Cela dit, celle-ci me semble un peu différente. La partie qui ressort est simple : garder le BTC en auto-conservation tout en le mettant en staking directement via Bitcoin, au lieu de forcer les gens à accepter un compromis compliqué. Ça paraît petit, mais dans la crypto, les petites choses comptent généralement plus que les grands slogans. La friction se trouve toujours dans les détails. Elle s’y trouve toujours.

Je ne dis pas que c’est résolu. Je ne dis pas que le marché s’en souciera comme les gens l’espèrent. Je dis juste que je sais à quel point il est rare que des projets affrontent réellement les compromis difficiles, au lieu de les masquer avec des promesses. Babylon, au moins, semble toucher le bon type de problème.

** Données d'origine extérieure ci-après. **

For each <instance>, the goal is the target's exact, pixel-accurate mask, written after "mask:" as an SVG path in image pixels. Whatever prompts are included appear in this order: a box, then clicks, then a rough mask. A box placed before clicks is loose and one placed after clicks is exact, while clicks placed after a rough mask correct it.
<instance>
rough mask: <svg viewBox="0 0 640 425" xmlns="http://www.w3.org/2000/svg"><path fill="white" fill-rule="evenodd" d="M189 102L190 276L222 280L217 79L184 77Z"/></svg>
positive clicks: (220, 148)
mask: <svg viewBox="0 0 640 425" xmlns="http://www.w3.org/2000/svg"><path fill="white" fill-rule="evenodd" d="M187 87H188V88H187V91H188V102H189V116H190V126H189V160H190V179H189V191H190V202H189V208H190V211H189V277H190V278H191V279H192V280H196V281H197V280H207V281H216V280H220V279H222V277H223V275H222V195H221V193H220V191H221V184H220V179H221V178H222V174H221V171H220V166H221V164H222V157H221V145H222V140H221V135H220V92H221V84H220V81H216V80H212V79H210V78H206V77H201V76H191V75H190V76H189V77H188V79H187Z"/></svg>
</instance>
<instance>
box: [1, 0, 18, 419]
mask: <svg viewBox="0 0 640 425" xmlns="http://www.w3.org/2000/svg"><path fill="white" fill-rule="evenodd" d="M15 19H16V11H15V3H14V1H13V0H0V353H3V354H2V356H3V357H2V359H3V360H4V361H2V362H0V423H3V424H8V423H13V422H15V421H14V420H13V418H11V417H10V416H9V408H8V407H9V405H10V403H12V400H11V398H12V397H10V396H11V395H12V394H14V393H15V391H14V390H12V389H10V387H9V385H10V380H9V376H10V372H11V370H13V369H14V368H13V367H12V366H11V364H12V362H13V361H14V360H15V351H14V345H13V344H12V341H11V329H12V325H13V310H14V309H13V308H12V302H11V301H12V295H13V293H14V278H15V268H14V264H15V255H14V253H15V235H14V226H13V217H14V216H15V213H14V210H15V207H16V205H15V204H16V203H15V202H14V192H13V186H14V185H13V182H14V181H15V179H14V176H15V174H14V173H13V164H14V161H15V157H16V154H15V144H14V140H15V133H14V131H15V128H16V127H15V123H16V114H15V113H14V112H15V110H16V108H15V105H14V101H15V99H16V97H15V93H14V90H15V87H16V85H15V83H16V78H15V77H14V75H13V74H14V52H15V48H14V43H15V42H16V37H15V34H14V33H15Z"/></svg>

Peut-être que c’est tout. Peut-être que ce n’est qu’une idée intéressante de plus qui devra survivre au classique test de la réalité. Mais après suffisamment de cycles, vous apprenez à faire la différence entre le battage et quelque chose qui refuse discrètement de ressembler à du battage. C’est l’un de ces moments où je continue d’observer.
$BABY
@BabylonLabs_io
#baby
J’ai passé assez de temps dans la crypto pour ne plus m’emballer à chaque fois qu’un nouveau projet prétend tout changer. J’ai trop vu de grandes promesses se transformer en silence quelques mois plus tard. Aujourd’hui, je prête davantage attention aux problèmes qu’une équipe essaie de résoudre qu’aux gros titres qu’elle crée. @NewtonProtocol C’est probablement pour ça que @NewtonProtocol est resté dans mon radar. Je suis le Newton Mainnet Beta avec curiosité, pas parce que je pense que c’est garanti de réussir, mais parce que ça semble se concentrer sur quelque chose qui m’a dérangé pendant des années. Les blockchains sont excellentes pour suivre des règles, mais le monde réel est rarement aussi simple. L’écart entre la logique on-chain et les décisions du monde réel a toujours semblé maladroit, et la plupart des projets l’ignorent ou le simplifient à l’excès. $NEWT Je ne suis toujours pas pleinement convaincu, et je pense que c’est une approche saine à adopter face à n’importe quel nouveau protocole. Mais j’apprécie quand une équipe choisit de travailler sur une infrastructure difficile plutôt que de courir après n’importe quel récit à la mode ce mois-ci. Peut-être que Newton Protocol fera ses preuves avec le temps, peut-être que non. Dans tous les cas, c’est l’un des rares projets que je continue à surveiller sans avoir l’impression de me forcer à m’y intéresser. Après avoir observé ce marché à travers autant de cycles, à lui seul, ça veut dire quelque chose. #Newt
J’ai passé assez de temps dans la crypto pour ne plus m’emballer à chaque fois qu’un nouveau projet prétend tout changer. J’ai trop vu de grandes promesses se transformer en silence quelques mois plus tard. Aujourd’hui, je prête davantage attention aux problèmes qu’une équipe essaie de résoudre qu’aux gros titres qu’elle crée.
@NewtonProtocol

C’est probablement pour ça que @NewtonProtocol est resté dans mon radar. Je suis le Newton Mainnet Beta avec curiosité, pas parce que je pense que c’est garanti de réussir, mais parce que ça semble se concentrer sur quelque chose qui m’a dérangé pendant des années. Les blockchains sont excellentes pour suivre des règles, mais le monde réel est rarement aussi simple. L’écart entre la logique on-chain et les décisions du monde réel a toujours semblé maladroit, et la plupart des projets l’ignorent ou le simplifient à l’excès.
$NEWT

Je ne suis toujours pas pleinement convaincu, et je pense que c’est une approche saine à adopter face à n’importe quel nouveau protocole. Mais j’apprécie quand une équipe choisit de travailler sur une infrastructure difficile plutôt que de courir après n’importe quel récit à la mode ce mois-ci. Peut-être que Newton Protocol fera ses preuves avec le temps, peut-être que non. Dans tous les cas, c’est l’un des rares projets que je continue à surveiller sans avoir l’impression de me forcer à m’y intéresser. Après avoir observé ce marché à travers autant de cycles, à lui seul, ça veut dire quelque chose.